何かのついでにお願い、と懇願され、断りきれなかった私は、家から店に電話をかけた。
しかし店長は受けつけてくれなかった。
「何で秋山の休みを渡辺が報告してくるんや。緊張せんでもええから、なんでこうなったか、ゆっくり話してみ?」
しどろもどろな私に、店長はこう続けた。
「まあ、渡辺は秋山と仲がええもんな。友情で引き受けてしもたんやろ。けどそれが秋山のためになるか? 店長が今からあいつに電話するわ。自分のことは自分でやれって」
店長の言うことは、正論だった。
私は友人の要求を飲むことで、結局彼女を面倒な立場に追い込んでしまった。
「私が電話します。すみませんでした」
私がそう言うと、店長は少し黙った後、
「渡辺はいっつも謝りよるな。悪いことしとらんのなら、胸はっとれ。渡辺にはええとこ、ようけあるんやから」
笑うように言って、電話を切った。
ツーツーという通信音が鼓膜に響く。
その音に混じって、たった今聞いたばかりの店長の声が、頭の中に渦巻いていた。
いいところがあるって、確かに言われた。
よく似た言葉をかけられたことがある。
あれは、そう。面接の時だ。
私に向かって店長は言った。
「ええんやない?」って。
その瞬間、私は恋に落ちたんだった。
泉の蓋が開くように、思いがこみ上げてきた。
やっぱり、そうだ。私は店長が好きなんだ。
初めて会ったときから、目が合った瞬間から、声を聞いた時から好きだった。
過去のほのかな恋話を、35年ぶりに思い出したのは、アニメ「恋は雨上がりのように」を見たからだ。
ファミレスの店長である近藤に「雨はそのうち上がりますよ」と声をかけられ、恋に落ちてしまった17歳のあきら。
挫折を抱えていたあきらには、何気ないその言葉が、心の雨を払う魔法の言葉に聞こえたのだ。
近藤を思い、頬を染めるあきらの姿が、かつての私自身と重なった。
幼少期から男の子達にいじめられ、中学時代は「ミス不細工」のあだ名をつけられ、元々男性が怖かった私にとって、面接でのマネージャーの態度は、過去のトラウマを思い出させるものだった。
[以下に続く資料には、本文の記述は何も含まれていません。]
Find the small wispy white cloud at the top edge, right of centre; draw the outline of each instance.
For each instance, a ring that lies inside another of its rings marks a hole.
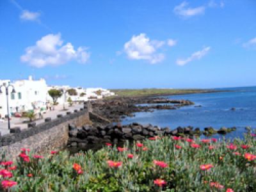
[[[184,1],[183,3],[175,6],[174,13],[182,17],[192,17],[195,15],[203,15],[205,12],[205,6],[198,6],[196,8],[188,7],[188,3]]]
可愛らしい制服を着て、仲良しの友人と一緒にカウンターに立つ。
そんな姿を夢見ていた身の程知らずな自分を呪いながら、心の中で泣いていた。
そんな私に店長は「ええんやない?」と言ってくれた。
その言葉が、私には「生きててもいいよ」という意味に聞こえた。
店長は私にとっての近藤だった。
涙の雨を吹き飛ばしてくれる、魔法の言葉を持つ人だった。
17歳の少女が出会った、年上のメンター。
そんなの好きにならない方がおかしい。
マネージャーは確かに無礼だったし、私の容姿をからかう人は、その後も次々に現れた。
しかし私自身も、その人たちとの対話から逃げていた。
ちゃんと自分から相手に向き合えば、物事はきっと変わったはずだ。
店長はいろんな言葉で、それを私に伝えていてくれた。
あきらを導き続けた近藤みたいに。
春になり、店長はいきなりカウンターに立つ私に向かってこう言った。
「渡辺、店長と結婚せえへんか。次男で家持ち、お買い得やで」
周りには人がいっぱいいたし、いつもの軽口だとわかっていたけれど、心臓が爆発しそうに高鳴って、私はゆでダコみたいに赤くなり、うつむくことしかできなかった。
人生はドラマみたいにうまくいかない。
近藤との恋でトラウマを克服したあきらと違い、私がまともに人と向き合うようになれるのは、まだまだ先の話だった。